Acupuncture’s utilization in the US has increased with a linear growth trend.23 Although there are different approaches to acupuncture, the most often used method is inserting thin, solid-core needles through the skin at specific points or a combination of points.24 In brief, the use of this treatment is based on the Chinese “Yin-Yang” balance where the body is stimulated at meridians to correct imbalances and consequently illness.25 Although still somewhat unclear, medical science has demonstrated how acupuncture may work on a biological level. For example, fMRI imaging identified that acupuncture targets areas of the brain responsible for regulating emotion, cognition, consciousness, sensorimotor, autonomic, endocrine, immune function, and pain processing (the limbic–paralimbic–neocortical network).26

Auricular acupuncture (needles inserted on the outer ear) also demonstrated immediate pain relief at 48 hours for acute and postoperative pain, equivalent to the pain-reducing results of analgesics. Similarly, acupuncture point stimulation (intramuscular stimulation with a focus on motor points) also demonstrated significant improvement in pain intensity scores (VAS) and total opioid use. Not only was acupuncture successful for surgical patients, but it was also beneficial in the treatment of pain and anxiety in the emergency department (ED), showing comparable results to analgesic use.

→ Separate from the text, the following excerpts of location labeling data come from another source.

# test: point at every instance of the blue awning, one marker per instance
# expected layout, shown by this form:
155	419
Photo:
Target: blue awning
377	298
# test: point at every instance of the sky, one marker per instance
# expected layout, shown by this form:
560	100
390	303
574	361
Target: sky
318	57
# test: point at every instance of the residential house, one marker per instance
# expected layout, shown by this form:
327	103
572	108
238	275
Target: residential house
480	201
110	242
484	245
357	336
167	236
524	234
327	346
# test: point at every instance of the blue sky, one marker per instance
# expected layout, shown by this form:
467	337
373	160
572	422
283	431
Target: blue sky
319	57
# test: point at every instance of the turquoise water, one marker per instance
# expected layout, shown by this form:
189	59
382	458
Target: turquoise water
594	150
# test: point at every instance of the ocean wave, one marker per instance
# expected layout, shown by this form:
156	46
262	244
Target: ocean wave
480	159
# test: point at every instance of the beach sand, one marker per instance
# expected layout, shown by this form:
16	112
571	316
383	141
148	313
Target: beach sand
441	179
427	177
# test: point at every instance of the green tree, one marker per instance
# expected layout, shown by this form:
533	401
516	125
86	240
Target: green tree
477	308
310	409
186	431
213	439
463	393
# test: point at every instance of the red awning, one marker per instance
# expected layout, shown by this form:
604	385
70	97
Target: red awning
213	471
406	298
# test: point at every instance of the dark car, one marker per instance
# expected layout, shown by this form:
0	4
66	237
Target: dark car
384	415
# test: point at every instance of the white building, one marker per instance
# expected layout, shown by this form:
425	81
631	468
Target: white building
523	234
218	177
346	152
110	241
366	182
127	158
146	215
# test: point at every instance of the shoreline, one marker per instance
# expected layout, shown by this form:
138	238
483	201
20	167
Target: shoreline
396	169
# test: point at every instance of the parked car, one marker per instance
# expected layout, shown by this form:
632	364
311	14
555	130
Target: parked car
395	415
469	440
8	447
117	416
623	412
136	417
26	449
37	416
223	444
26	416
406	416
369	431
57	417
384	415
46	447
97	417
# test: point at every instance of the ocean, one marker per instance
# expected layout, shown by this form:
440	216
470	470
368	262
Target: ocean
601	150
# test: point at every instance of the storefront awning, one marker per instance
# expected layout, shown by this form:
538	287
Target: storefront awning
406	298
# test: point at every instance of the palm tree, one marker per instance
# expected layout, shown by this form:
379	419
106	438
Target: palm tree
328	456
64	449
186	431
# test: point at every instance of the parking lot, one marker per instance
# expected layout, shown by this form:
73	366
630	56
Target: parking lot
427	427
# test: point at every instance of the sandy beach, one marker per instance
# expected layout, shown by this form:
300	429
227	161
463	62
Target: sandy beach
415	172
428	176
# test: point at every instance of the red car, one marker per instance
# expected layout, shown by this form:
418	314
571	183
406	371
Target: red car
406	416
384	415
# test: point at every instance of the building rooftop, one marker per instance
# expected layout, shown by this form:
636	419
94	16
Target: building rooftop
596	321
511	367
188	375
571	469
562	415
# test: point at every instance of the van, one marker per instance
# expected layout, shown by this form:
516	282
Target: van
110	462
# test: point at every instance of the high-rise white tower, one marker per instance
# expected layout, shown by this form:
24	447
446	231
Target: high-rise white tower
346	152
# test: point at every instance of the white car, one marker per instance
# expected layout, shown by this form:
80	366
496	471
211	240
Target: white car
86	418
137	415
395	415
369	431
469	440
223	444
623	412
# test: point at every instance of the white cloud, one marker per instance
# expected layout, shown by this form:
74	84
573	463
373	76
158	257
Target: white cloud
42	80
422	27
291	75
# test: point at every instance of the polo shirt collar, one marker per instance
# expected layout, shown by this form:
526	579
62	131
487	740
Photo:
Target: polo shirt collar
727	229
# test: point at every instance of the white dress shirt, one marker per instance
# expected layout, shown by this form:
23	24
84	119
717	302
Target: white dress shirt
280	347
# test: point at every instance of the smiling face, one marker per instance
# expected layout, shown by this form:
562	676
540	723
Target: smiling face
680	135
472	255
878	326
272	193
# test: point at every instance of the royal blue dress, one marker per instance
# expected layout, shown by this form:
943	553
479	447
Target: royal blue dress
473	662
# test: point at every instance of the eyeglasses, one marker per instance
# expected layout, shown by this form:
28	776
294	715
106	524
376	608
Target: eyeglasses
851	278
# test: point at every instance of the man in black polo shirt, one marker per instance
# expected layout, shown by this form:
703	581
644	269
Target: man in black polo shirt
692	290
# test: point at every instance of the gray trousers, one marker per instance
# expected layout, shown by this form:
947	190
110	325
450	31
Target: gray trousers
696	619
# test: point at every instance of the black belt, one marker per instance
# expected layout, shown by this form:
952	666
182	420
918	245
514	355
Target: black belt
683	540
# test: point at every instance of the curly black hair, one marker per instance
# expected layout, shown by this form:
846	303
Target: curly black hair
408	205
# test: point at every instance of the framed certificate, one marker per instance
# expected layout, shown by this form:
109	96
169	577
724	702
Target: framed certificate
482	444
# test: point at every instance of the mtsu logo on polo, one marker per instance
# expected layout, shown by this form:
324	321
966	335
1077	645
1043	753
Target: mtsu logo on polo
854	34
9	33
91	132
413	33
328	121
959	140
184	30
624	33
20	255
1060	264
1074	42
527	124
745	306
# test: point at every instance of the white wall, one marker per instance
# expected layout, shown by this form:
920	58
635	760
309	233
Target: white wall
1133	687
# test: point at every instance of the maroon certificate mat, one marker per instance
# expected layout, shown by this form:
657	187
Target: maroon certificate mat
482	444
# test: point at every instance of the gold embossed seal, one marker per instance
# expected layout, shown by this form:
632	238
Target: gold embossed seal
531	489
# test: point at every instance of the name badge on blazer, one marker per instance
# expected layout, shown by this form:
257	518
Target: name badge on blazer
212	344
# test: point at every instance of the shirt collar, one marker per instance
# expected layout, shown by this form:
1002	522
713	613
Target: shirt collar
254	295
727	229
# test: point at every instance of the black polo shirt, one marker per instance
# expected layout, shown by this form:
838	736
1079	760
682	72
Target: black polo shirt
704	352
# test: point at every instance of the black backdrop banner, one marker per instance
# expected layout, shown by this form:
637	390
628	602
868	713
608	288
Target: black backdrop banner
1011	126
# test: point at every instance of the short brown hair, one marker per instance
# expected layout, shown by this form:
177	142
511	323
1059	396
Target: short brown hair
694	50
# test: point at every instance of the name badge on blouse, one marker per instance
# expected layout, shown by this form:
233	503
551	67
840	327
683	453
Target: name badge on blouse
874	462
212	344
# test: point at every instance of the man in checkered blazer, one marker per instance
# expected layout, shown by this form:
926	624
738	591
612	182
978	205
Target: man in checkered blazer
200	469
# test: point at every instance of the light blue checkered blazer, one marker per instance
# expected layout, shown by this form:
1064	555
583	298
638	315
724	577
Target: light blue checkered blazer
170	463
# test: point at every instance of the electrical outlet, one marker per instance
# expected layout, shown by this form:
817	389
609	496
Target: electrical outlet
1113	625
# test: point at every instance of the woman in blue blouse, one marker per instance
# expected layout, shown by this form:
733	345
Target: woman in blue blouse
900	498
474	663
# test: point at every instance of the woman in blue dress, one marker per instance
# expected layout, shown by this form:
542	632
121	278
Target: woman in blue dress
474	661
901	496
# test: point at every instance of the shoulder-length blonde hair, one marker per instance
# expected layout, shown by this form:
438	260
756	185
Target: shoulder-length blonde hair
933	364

Mindfulness and Hypnotic Suggestion

As a metacognitive process, mindfulness, or being aware of the here-and-now, is the practice of attending to one’s own thoughts, feelings, and sensations without judgment. In their review, Zeidan and Vago27 provided a mechanistic account of how mindfulness meditation functions on pain management, pointing the activation of the right anterior insula and rostral aspects of the anterior cingulate cortex and orbitofrontal cortex and a deactivation of that thalamus.

Mindfulness as a self-regulatory process works to adjust pain through acceptance, whereas hypnotic suggestion is a more active intervention that aims to reduce pain. Although mindfulness is a type of active pain control, hypnotic suggestion is a vigorous approach that bolsters self-efficacy through pain reduction rather than withstanding or accepting pain.29,30 Hypnotic suggestions refer mostly to the beneficial outcomes rather than to the means in which these outcomes can supposedly be attained.31 For example, one may say silently or think to oneself “I am becoming calm and relaxed. My back is beginning to feel wonderful.” Past research has shown that hypnotic suggestions used to manage diseases evidenced significant improvement.32

Overall, a multitude of research outlines the benefits of a suitable environment and CIH modalities as ways to manage pain directly and indirectly (eg, anxiety, sleep) in hospitalized patients. In addition, these interventions can decrease analgesic use in some cases. As hospitalists and those working to manage pain begin to understand the importance of early intervention, they are encouraged to influence colleagues in hospital settings to address acute pain using some of these methods rather than relying solely on pharmacological interventions.

To our knowledge, no longitudinal work has been conducted to determine the lasting effects of the above treatments and their relationship to long-term outcomes, such as chronic pain. However, it is reasonable to assume that targeting pain via CIH modalities and other nonpharmacological processes early in the course of recovery can foster greater awareness of environmental effects and set the patient on a course for better pain self-management as they continue in their recovery; possibly evading the development of chronic pain.